Both holsters have their place in the holster drawer. Both holsters have positives and negatives that should weigh in the decision of which material to choose for a concealed or open carry holster.

Retention: The kydex holster has the edge in retention. It was not about to let go of the J-frame sitting inside. If there’s a lot of running, jumping, or bouncing involved, choose the kydex holster.

Speed of Draw: The leather holster is considerably easier when it comes to the draw, allowing a smooth and fluid presentation from the holster.

Durability: Kydex holster again has the upper hand in durability. It is stain proof, nearly impervious to damage, and resists crushing.

Looks: While this is a subjective assessment, the leather holster – leather holsters in general – are more aesthetically pleasing than cold, soulless plastic.

Customizability: The kydex holster has an adjustable cant, which allows the user to place the firearm at the exact angle they prefer for the draw.

Finish: The leather holster doesn’t have sharp edges to catch on furniture, automotive interiors, or cover garments.

Maintenance: Since the kydex holster does not require any maintenance, it gets the edge here. Leather should be maintained periodically, so if you’re in the habit of neglecting the cleaning, leather might not be your best choice.

Ease of carrying: Since the leather holster doesn’t catch on cover garments and is easier to draw, it has the edge in ease of carrying.

Well, it appears that we’re at a standoff here. Both holsters have their strong points and their not-so-strong points. Let’s take a look at what each of the holsters do well:

Kydex: The biggest positive for the kydex holster is the durability of the material. Where a leather holster might show signs of wear over time, a kydex holster will look the same after five years of constant use. During the course of a day, the holster might encounter sweat, rain, or even an errant coffee mug spill. It must be able to face all of this and still keep right on going. Kydex holsters rule the roost when it comes to competition shooting where holsters need to retain the firearm snugly and endure torture tests of being run all over ranges.

Leather: A good leather holster is a work of art that you can wear. It does require a little cleaning, and should have some sort of weatherproofing applied if used on a daily basis where it might get wet or otherwise compromised. However, very few people would choose a plastic holster to show off their $2,500 custom 1911 or their pearl handled revolver. Leather holsters offer a much wider variety of customization possible – you can have your holster made with an exotic skin, a custom design, or simply a color other than black or gray.

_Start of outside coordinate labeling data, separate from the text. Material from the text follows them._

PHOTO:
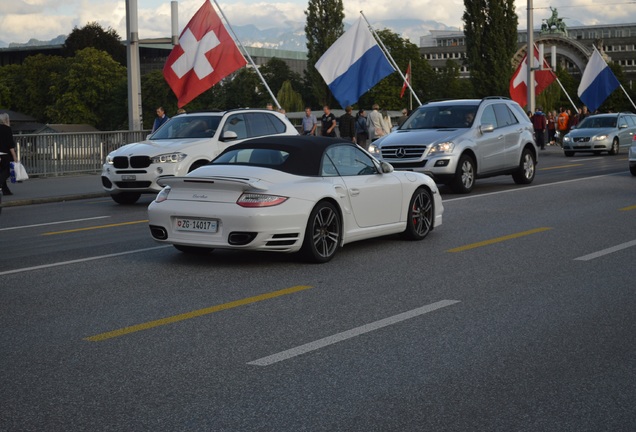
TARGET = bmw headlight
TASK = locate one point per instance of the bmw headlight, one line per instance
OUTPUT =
(168, 158)
(163, 194)
(442, 148)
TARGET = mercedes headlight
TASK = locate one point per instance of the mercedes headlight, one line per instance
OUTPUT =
(168, 158)
(442, 148)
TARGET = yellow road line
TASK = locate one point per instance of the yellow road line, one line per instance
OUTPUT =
(96, 227)
(559, 167)
(498, 239)
(194, 314)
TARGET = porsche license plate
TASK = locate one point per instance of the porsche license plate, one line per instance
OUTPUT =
(196, 225)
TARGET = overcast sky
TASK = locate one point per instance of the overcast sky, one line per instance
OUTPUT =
(21, 20)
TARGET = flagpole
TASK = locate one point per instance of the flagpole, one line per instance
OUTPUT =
(630, 99)
(248, 56)
(410, 94)
(386, 52)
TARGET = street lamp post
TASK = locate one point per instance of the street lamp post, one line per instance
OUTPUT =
(530, 58)
(135, 122)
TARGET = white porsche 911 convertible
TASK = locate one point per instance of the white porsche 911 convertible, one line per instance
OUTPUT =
(292, 194)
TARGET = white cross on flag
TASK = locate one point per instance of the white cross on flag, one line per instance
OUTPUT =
(518, 83)
(205, 55)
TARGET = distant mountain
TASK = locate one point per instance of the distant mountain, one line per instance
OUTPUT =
(35, 42)
(291, 36)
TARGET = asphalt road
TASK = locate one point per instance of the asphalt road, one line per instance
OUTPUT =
(517, 314)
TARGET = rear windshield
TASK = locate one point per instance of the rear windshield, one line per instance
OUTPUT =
(441, 117)
(259, 157)
(188, 127)
(597, 122)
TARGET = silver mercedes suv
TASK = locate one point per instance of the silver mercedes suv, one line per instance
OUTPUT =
(458, 141)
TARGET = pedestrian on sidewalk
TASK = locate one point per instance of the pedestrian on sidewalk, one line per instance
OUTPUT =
(539, 124)
(160, 120)
(7, 152)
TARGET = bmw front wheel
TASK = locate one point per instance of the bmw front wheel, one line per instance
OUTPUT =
(420, 215)
(323, 233)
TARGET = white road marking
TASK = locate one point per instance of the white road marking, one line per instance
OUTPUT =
(53, 223)
(339, 337)
(527, 188)
(606, 251)
(81, 260)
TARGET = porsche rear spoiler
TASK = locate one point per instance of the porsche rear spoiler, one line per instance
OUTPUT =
(246, 183)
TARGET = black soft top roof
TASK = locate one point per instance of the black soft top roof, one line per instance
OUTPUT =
(305, 152)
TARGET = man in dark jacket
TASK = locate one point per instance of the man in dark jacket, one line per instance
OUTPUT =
(347, 125)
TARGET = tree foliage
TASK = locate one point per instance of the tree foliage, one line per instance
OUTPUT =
(289, 99)
(387, 92)
(92, 35)
(87, 91)
(491, 41)
(323, 27)
(276, 72)
(37, 75)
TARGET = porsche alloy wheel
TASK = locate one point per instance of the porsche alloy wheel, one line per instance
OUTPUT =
(420, 216)
(323, 233)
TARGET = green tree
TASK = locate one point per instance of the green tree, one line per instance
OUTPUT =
(32, 90)
(490, 27)
(387, 92)
(156, 92)
(323, 27)
(8, 78)
(88, 90)
(276, 72)
(92, 35)
(243, 90)
(448, 84)
(290, 100)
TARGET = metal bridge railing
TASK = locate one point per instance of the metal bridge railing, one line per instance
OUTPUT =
(57, 154)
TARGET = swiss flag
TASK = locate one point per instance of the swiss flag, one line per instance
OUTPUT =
(518, 83)
(205, 55)
(407, 77)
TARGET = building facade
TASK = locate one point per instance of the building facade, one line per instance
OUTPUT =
(617, 42)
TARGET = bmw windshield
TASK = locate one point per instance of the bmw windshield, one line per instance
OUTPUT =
(441, 117)
(188, 127)
(597, 123)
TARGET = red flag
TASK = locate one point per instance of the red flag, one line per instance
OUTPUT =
(205, 55)
(407, 79)
(518, 83)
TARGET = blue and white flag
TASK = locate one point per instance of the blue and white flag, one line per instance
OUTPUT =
(353, 64)
(597, 83)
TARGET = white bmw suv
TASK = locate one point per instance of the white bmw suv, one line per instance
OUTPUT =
(182, 144)
(458, 141)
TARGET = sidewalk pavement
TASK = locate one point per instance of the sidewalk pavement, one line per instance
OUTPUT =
(40, 190)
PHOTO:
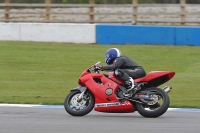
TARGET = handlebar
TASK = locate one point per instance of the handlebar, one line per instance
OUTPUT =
(94, 68)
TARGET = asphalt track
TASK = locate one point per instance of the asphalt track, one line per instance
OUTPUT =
(54, 119)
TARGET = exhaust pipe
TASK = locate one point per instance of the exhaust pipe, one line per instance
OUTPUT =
(167, 89)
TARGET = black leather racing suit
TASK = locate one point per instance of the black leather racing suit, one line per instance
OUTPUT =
(124, 68)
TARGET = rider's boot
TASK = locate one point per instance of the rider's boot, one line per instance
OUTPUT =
(131, 86)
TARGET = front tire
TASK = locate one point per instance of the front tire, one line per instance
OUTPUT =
(77, 107)
(157, 109)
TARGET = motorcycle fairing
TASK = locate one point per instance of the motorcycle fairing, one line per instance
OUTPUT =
(99, 88)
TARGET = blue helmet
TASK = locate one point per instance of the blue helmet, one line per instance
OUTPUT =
(111, 55)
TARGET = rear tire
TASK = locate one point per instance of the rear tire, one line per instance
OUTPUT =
(155, 110)
(79, 108)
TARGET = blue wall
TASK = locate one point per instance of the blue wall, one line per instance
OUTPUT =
(131, 34)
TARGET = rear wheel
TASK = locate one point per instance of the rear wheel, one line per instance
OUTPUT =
(156, 107)
(79, 107)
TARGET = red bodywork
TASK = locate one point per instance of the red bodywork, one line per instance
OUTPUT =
(109, 103)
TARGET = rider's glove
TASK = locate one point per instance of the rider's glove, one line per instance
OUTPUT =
(98, 67)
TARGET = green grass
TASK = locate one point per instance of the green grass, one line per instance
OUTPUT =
(43, 73)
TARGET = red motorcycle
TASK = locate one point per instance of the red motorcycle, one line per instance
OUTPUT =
(106, 93)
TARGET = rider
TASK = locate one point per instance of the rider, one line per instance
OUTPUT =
(124, 68)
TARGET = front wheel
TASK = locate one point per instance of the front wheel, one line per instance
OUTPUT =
(157, 107)
(79, 107)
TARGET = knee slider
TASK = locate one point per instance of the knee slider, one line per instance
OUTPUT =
(118, 73)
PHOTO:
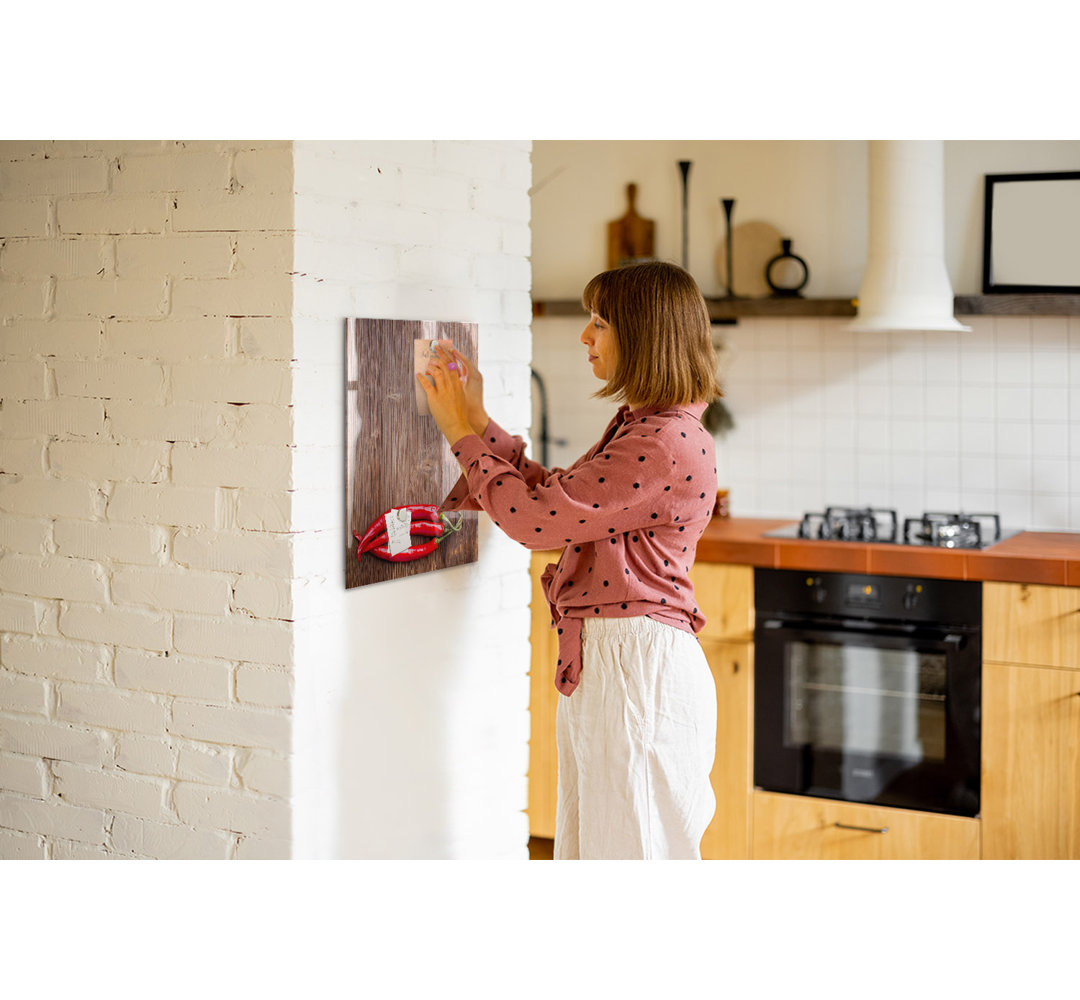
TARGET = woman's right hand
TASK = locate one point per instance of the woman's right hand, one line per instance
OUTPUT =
(474, 388)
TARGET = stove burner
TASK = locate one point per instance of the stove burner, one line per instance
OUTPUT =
(851, 524)
(867, 524)
(947, 530)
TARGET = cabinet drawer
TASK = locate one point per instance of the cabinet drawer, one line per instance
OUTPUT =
(801, 828)
(1028, 623)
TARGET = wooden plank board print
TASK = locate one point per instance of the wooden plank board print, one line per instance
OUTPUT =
(394, 454)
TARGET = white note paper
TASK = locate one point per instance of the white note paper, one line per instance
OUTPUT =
(399, 523)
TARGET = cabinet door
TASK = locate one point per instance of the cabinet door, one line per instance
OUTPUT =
(800, 828)
(1026, 623)
(543, 698)
(726, 597)
(1030, 797)
(732, 665)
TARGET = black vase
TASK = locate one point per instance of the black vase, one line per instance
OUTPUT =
(786, 273)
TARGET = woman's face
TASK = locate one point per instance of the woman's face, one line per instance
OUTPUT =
(603, 354)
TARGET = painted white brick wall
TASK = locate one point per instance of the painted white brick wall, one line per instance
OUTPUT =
(145, 660)
(412, 697)
(986, 421)
(171, 518)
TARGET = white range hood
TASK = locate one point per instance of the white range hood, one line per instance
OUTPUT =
(906, 286)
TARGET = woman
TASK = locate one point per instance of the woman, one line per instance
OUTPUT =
(636, 732)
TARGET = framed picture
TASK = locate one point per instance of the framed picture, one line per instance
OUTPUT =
(1031, 233)
(395, 456)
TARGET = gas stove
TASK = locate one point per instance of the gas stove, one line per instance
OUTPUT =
(868, 524)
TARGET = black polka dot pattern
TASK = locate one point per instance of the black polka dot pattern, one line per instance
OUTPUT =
(644, 487)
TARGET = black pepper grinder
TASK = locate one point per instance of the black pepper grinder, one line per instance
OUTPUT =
(684, 165)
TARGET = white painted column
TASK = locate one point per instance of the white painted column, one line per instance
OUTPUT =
(905, 285)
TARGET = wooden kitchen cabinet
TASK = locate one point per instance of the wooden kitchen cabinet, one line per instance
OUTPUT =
(1029, 623)
(726, 596)
(1030, 774)
(795, 827)
(1030, 794)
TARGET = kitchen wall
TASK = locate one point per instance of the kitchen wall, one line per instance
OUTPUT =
(987, 420)
(412, 702)
(181, 673)
(145, 463)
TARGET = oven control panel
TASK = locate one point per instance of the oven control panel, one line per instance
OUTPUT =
(786, 592)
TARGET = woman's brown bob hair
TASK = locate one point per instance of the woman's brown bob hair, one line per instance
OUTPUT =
(661, 332)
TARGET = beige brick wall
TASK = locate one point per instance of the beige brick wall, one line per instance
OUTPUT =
(145, 343)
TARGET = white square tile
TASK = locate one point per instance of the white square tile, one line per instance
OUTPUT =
(773, 366)
(906, 470)
(873, 401)
(908, 365)
(806, 366)
(1014, 474)
(839, 433)
(976, 402)
(1013, 368)
(942, 471)
(976, 363)
(1050, 475)
(1013, 437)
(907, 435)
(1050, 334)
(942, 498)
(1050, 367)
(943, 367)
(772, 335)
(977, 501)
(774, 500)
(907, 399)
(1011, 403)
(840, 399)
(977, 437)
(1050, 403)
(808, 431)
(872, 434)
(1012, 333)
(1050, 513)
(942, 437)
(942, 401)
(1014, 509)
(1050, 440)
(873, 468)
(977, 472)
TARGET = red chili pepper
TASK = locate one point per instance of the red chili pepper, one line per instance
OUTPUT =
(419, 527)
(419, 512)
(414, 552)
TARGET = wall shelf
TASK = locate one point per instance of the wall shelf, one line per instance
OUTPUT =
(727, 310)
(1017, 305)
(732, 310)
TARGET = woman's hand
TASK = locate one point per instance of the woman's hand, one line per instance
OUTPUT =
(474, 392)
(446, 393)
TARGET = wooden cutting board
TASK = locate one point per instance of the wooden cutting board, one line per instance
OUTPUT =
(753, 246)
(632, 237)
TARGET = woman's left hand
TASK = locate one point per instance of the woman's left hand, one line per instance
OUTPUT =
(446, 396)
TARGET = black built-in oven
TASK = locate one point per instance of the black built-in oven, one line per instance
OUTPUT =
(867, 688)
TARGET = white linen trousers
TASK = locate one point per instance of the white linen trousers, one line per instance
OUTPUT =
(636, 742)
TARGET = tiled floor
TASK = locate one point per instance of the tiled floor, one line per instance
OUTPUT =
(541, 849)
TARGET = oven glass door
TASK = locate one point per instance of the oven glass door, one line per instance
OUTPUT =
(868, 715)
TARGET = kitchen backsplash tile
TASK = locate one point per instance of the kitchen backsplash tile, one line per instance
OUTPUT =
(986, 420)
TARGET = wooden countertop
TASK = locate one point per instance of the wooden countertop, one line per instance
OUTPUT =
(1048, 557)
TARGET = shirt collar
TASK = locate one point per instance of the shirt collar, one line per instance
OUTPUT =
(694, 409)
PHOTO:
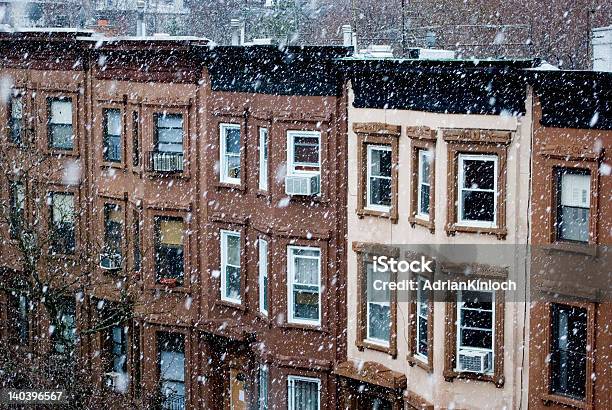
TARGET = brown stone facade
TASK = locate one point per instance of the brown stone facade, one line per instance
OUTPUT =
(144, 93)
(583, 303)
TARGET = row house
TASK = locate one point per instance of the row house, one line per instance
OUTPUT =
(206, 181)
(438, 167)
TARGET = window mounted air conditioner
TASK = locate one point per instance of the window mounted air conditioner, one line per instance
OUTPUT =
(474, 361)
(110, 261)
(306, 184)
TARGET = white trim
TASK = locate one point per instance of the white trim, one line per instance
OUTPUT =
(291, 388)
(290, 283)
(370, 148)
(492, 330)
(422, 154)
(460, 188)
(223, 177)
(290, 165)
(263, 160)
(224, 235)
(263, 274)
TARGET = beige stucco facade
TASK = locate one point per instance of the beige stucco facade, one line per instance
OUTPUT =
(432, 387)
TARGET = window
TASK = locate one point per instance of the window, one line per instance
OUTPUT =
(17, 208)
(263, 159)
(16, 118)
(230, 153)
(60, 124)
(112, 135)
(475, 331)
(303, 393)
(263, 276)
(304, 285)
(478, 192)
(18, 313)
(62, 238)
(573, 204)
(303, 152)
(168, 154)
(378, 325)
(424, 187)
(379, 178)
(264, 377)
(113, 233)
(135, 139)
(230, 266)
(171, 351)
(422, 322)
(64, 337)
(169, 257)
(568, 354)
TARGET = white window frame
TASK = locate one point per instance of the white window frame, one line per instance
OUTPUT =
(419, 292)
(224, 296)
(223, 163)
(460, 304)
(291, 135)
(263, 274)
(423, 180)
(263, 158)
(374, 340)
(290, 283)
(370, 149)
(291, 388)
(460, 189)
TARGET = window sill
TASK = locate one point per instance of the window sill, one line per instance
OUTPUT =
(427, 223)
(452, 229)
(549, 398)
(363, 212)
(498, 381)
(417, 361)
(365, 344)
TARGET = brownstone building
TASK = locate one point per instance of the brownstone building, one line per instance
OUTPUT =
(209, 179)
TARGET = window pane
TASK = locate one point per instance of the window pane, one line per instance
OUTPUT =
(568, 350)
(478, 174)
(478, 206)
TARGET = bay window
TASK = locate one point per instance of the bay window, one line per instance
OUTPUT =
(573, 204)
(478, 191)
(230, 266)
(169, 250)
(304, 285)
(379, 177)
(60, 127)
(303, 393)
(230, 153)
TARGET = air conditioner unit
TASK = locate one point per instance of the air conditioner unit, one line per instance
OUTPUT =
(110, 261)
(475, 361)
(307, 184)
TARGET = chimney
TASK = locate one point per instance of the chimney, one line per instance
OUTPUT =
(347, 35)
(237, 28)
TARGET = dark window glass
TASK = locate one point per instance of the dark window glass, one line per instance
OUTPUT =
(169, 258)
(573, 205)
(60, 124)
(63, 237)
(112, 135)
(568, 351)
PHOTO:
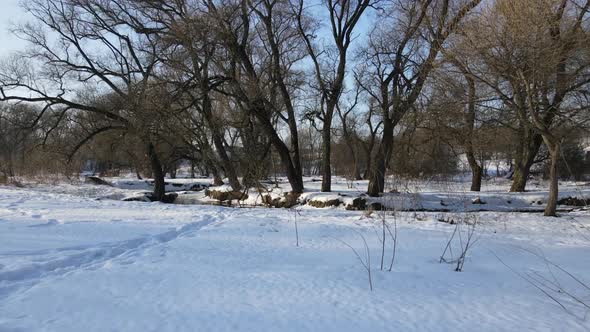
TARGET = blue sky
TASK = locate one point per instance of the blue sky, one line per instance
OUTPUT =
(10, 12)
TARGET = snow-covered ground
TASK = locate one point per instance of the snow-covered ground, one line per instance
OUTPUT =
(72, 262)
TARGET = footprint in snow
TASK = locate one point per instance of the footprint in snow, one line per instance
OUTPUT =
(51, 222)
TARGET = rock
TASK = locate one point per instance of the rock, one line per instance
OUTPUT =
(574, 201)
(169, 198)
(376, 206)
(143, 198)
(477, 200)
(289, 200)
(197, 187)
(358, 203)
(98, 181)
(223, 196)
(323, 204)
(149, 197)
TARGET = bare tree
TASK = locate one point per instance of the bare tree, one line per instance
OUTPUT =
(330, 66)
(400, 60)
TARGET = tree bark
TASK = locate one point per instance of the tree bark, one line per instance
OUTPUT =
(293, 174)
(326, 156)
(228, 167)
(524, 159)
(381, 161)
(551, 208)
(157, 173)
(476, 173)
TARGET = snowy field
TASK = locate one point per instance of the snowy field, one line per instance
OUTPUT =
(72, 262)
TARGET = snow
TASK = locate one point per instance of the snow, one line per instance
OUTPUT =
(72, 260)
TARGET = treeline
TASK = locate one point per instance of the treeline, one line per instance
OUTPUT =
(248, 89)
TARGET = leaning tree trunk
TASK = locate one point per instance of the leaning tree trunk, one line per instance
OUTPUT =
(524, 159)
(157, 173)
(294, 175)
(228, 167)
(380, 161)
(476, 173)
(326, 154)
(551, 208)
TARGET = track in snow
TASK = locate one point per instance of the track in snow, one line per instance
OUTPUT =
(88, 257)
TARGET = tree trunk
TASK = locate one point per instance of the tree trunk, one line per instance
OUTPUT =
(476, 170)
(524, 159)
(293, 174)
(157, 173)
(229, 169)
(381, 160)
(551, 208)
(326, 154)
(476, 175)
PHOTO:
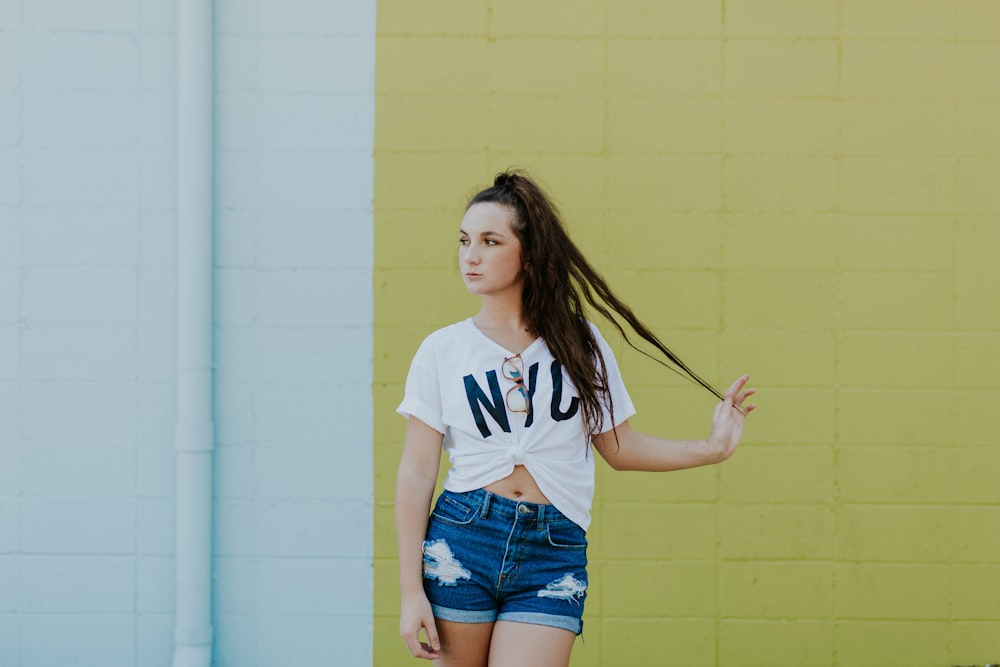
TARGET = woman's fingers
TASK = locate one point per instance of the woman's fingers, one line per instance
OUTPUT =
(735, 387)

In conclusion, much of the material choice comes down to the personal preference of the person choosing the holster. While some factors like possible abuse or adverse conditions might influence the choice to the kydex holsters, other factors like style or simple familiarity might sway one to the leather. I will admit to a bias for leather, having grown up in a police family where the creak of the leather duty rig and holster meant that dad was home. It’s hard to imagine the quiet, efficient, cold black plastic evoking the same effect.